Cupich floated an alternative proposal of his own during the Baltimore meeting. Reportedly drafted in concert with Washington Cardinal Donald Wuerl, Cupich’s plan would rely upon existing structures within metropolitan provinces, instead of the creation of an independent national body to oversee complaints against bishops.
Both the original proposals and the so-called “metropolitan model” were turned over to a special USCCB committee for further study, and are expected to be discussed again in more detail when the bishops next meet, in June of this year.
Despite the Baltimore setback, Cupich said, bishops’ conferences would have an important role to play in the future.
“The Holy Father does want episcopal conferences to take responsibility, that was never a question, but we have to do it in such a way that we work together with each other — that is part of synodality — that is part of the collegiality that this conference wanted to highlight,” Cupich said Monday.
What role this will be remains to be seen and, at least so far as it extends to episcopal abuse of adults like McCarrick’s, it seems unlikely it will become much clearer during this week’s summit.
One thing the Chicago cardinal did say was that bishops have a personal responsibility to face up to.
“The Holy Father wants to make it clear to the bishops around the world, that each one of them has to claim responsibility and ownership for this problem… to make sure that people understand, on an individual basis as bishops, what their responsibilities are.”
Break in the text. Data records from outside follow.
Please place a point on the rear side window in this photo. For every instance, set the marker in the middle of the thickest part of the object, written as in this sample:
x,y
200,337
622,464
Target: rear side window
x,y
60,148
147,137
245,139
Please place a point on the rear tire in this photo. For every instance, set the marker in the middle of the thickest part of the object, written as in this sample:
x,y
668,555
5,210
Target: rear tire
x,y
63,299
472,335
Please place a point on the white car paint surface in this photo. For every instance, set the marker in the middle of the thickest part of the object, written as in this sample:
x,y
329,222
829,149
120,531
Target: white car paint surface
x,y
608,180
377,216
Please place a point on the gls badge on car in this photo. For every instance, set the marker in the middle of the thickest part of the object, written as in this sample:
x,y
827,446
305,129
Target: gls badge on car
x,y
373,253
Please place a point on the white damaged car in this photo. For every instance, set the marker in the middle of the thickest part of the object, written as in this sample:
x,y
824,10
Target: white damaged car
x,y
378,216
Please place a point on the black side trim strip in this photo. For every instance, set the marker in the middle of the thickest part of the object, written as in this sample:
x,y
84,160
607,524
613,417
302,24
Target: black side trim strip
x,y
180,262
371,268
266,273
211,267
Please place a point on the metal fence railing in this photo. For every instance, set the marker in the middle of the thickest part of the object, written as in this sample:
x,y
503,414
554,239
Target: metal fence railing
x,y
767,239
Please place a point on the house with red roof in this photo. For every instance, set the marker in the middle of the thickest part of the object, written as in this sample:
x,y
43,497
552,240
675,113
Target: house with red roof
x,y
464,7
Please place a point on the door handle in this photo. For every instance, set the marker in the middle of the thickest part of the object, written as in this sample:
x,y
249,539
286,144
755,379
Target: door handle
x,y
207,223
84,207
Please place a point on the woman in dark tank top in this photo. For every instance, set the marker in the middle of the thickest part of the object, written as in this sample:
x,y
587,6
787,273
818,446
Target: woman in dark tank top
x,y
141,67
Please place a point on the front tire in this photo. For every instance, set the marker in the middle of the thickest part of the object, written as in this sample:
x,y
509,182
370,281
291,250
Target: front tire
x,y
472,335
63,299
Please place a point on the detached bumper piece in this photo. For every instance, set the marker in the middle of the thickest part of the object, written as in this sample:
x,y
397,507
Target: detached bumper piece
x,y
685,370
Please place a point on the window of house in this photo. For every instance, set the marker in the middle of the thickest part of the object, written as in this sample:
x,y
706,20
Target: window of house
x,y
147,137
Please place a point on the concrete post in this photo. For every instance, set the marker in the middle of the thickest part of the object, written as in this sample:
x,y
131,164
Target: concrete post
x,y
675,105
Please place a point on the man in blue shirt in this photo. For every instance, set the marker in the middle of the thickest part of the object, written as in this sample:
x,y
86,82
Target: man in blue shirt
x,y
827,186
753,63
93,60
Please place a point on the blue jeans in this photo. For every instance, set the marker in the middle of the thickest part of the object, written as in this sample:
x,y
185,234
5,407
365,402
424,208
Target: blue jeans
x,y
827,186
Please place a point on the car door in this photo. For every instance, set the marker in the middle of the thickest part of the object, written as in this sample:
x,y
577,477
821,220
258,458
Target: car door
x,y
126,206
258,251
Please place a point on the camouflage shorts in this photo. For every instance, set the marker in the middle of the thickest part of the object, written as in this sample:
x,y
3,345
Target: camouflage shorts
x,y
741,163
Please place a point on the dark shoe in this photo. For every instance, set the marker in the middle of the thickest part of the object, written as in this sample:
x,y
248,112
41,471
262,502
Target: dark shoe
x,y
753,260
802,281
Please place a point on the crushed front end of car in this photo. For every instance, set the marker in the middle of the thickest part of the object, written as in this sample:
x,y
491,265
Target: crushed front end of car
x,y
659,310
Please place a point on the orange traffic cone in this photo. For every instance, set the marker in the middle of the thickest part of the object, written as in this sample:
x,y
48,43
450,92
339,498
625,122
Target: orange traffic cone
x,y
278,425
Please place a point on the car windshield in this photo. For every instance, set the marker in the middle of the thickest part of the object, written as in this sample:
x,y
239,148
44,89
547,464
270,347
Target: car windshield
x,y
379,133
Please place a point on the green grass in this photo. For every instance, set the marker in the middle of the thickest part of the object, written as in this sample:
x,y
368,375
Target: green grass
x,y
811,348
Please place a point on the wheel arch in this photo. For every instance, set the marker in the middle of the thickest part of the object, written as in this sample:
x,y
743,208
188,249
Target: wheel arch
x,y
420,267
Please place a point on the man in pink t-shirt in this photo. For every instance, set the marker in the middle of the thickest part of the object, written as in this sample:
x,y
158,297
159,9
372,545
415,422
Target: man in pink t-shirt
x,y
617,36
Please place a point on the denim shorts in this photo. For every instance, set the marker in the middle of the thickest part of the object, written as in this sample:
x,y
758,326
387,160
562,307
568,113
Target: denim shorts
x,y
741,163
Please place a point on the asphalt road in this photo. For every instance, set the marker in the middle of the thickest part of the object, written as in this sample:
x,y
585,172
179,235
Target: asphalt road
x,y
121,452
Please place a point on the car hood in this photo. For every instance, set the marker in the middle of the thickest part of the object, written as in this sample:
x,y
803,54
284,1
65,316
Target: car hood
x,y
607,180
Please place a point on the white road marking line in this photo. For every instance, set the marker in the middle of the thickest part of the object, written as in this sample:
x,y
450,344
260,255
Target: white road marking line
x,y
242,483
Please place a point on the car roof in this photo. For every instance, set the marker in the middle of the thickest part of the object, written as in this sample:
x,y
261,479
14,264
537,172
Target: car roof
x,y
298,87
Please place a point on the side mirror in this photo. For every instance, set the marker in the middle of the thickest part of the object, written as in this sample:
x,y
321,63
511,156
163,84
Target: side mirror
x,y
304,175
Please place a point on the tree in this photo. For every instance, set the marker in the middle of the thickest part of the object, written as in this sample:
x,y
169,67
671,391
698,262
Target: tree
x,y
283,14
Many commentators have noted in recent months that personal initiative and ownership have been distinctly lacking in some American bishops response to recent scandals, with many appearing to be waiting for a lead to follow, either from the USCCB or Rome.
A few have begun to take their own steps, especially after the inability to move forward as a group in Baltimore. Archbishop William Lori of Baltimore recently announced an independent reporting mechanism for accusations of sexual abuse in the archdiocese.
Other options have been discussed. It has also been proposed that the canonical role of the Promoter of Justice could be given a broader remit in diocesan child protection policy, acting as a sort of attorney general by appointment of the local bishop, but with an enhanced degree of autonomy of action.
Other suggestions that bishops could implement without having to seek higher approval have included the passage of more nuanced and detailed laws for handling escalating clerical misconduct, in the hopes of addressing problem behavior early – before an act of child abuse is committed.
Such action would also allow bishops to address the sexual abuse of victims who are not technically minors, including people in their late teenage years and seminarians. Many have noted that the current legal framework, solely reliant on an age of consent, sees a case of child sexual abuse become an instance of mere moral failure when the victim turns eighteen.
Cupich also told the world’s media that “there is a new day in terms of transparency,” and said that he hoped the upcoming summit would be remembered as a “turning point” in this regard.
It remains to be seen if this newfound commitment to transparency will extend to responding to calls for some kind of full disclosure about how Theodore McCarrick was able to rise through the episcopal ranks, despite apparent decades of complaints about his sexual abuse.
In Baltimore in November, Cupich spoke against a resolution by American bishops to encourage the Holy See to make available any documentation it could on that subject as soon as possible.
While talk at the press conference was of new days and strong messages, there is no shortage of Catholics in the United States and elsewhere already looking at this week’s meeting with a level of skepticism.
Indeed, the real challenge facing Cardinal Cupich and the other organizers may prove to be less about lowering “inflated expectations,” and more about convincing Catholics wearied by scandal that any progress made in the coming days will be meaningful.